4. Pouvez-vous présenter votre activité professionnelle ?
J’ai toujours des difficultés à décrire mon métier. Mais cette période m’a aidé à trouver une description simple de mon activité : aider les entrepreneurs et organisations à façonner leur futur, maintenant! Je développe des cadres de travail, des modes d’organisation, des méthodes pour permettre aux entreprises de retrouver la culture de l’innovation qui a fait leur succès à leur création, de développer leur capacité d’adaptation, et de créer les produits qui rendront notre vie plus simple et agréable.
5. Quels sont les conséquences de la pandémie sur votre activité ?
Mon activité comme mon expérience du travail à distance ont eu un impact extrêmement bénéfique sur mon activité. Ce qui semblait exotique hier, est devenu normal aujourd’hui. De nombreuses entreprises m’ont proposé de collaborer pour améliorer leur capacité à travailler à distance et préserver leur activité. Ma propre activité est donc en extrême croissance durant cette période et le plus grand challenge à été de gérer cette demande et de trouver des solutions pour pouvoir apporter de la valeur au maximum de personnes.
6. Envisagez-vous de conserver certaines modifications dans votre méthode de travail après la fin du confinement ?
Absolument.

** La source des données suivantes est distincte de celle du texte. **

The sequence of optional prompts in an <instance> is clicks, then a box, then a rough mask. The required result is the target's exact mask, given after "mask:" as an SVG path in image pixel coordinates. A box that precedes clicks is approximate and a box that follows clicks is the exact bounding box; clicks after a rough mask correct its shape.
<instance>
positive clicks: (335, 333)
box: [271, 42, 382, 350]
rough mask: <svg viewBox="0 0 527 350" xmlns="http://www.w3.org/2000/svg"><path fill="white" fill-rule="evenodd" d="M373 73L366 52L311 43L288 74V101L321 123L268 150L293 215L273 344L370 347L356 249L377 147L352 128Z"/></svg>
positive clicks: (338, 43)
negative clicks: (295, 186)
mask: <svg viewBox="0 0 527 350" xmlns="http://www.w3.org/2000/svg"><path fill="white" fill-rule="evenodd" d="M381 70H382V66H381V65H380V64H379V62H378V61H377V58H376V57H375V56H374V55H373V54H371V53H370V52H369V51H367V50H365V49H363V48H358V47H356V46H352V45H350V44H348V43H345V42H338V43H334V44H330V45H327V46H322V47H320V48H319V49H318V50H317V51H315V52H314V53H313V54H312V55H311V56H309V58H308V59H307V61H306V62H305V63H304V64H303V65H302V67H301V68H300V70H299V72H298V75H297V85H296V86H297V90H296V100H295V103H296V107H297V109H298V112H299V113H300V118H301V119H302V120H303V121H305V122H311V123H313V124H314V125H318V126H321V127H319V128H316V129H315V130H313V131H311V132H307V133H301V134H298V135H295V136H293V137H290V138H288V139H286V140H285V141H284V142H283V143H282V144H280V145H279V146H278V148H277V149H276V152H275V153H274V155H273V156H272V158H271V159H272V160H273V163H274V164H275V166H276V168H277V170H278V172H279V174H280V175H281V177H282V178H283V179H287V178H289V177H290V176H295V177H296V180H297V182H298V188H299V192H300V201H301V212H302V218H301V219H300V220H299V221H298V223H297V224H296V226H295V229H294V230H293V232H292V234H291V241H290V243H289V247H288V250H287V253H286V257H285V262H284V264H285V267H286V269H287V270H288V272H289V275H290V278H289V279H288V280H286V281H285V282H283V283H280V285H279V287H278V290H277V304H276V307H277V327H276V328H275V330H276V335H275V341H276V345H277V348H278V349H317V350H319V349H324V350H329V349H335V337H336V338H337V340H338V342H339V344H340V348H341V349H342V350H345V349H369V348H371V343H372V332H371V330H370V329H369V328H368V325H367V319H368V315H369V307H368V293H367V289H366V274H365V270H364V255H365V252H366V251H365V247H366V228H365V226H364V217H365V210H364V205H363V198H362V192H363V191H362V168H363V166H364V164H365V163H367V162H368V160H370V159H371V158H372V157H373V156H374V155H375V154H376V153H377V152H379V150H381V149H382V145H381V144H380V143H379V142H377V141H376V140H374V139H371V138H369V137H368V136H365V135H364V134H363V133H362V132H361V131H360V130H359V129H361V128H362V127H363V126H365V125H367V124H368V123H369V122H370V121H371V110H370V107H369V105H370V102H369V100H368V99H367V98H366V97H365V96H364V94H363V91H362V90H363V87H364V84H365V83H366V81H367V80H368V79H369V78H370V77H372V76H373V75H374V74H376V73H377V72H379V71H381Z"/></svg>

La période de confinement m’a poussé à trouver des modèles d’accompagnement de mes clients plus performants, plus originaux, à créer de nouvelles expériences. Non seulement mon but est de conserver ces nouvelles approches mais aussi de continuer à les développer. Bien que le travail à distance et les modes d’organisation dits « office optionals » existent depuis plusieurs années au sein de sociétés comme Buffer, Zapier, Trello, ou Gitlab, nous n’en sommes qu’au début et il reste beaucoup de choses passionnantes à créer et développer.
7. Quels conseils donneriez-vous aux autres digital nomades dont l’activité a été très impactée ?
Observer, créer, se réinventer. J’ai pratiqué le snowboard en compétition durant de nombreuses années, et un jour un entraineur m’a dit: « si tu sens que ça va trop vite, accélère ». Actuellement nous vivons une période de changement à très grande vitesse. Essayer de se protéger, d’éviter la catastrophe en restant statique est très peu utile. Observer l’évolution du contexte, des usages, des besoins, pour réinventer la manière dont on peut délivrer de la valeur et créer une expérience unique pour ses clients et partenaires est à mon sens la meilleure, voire la seule chose à faire aujourd’hui. C’est en cherchant à attendre les objectifs qu’on évite au mieux les obstacles.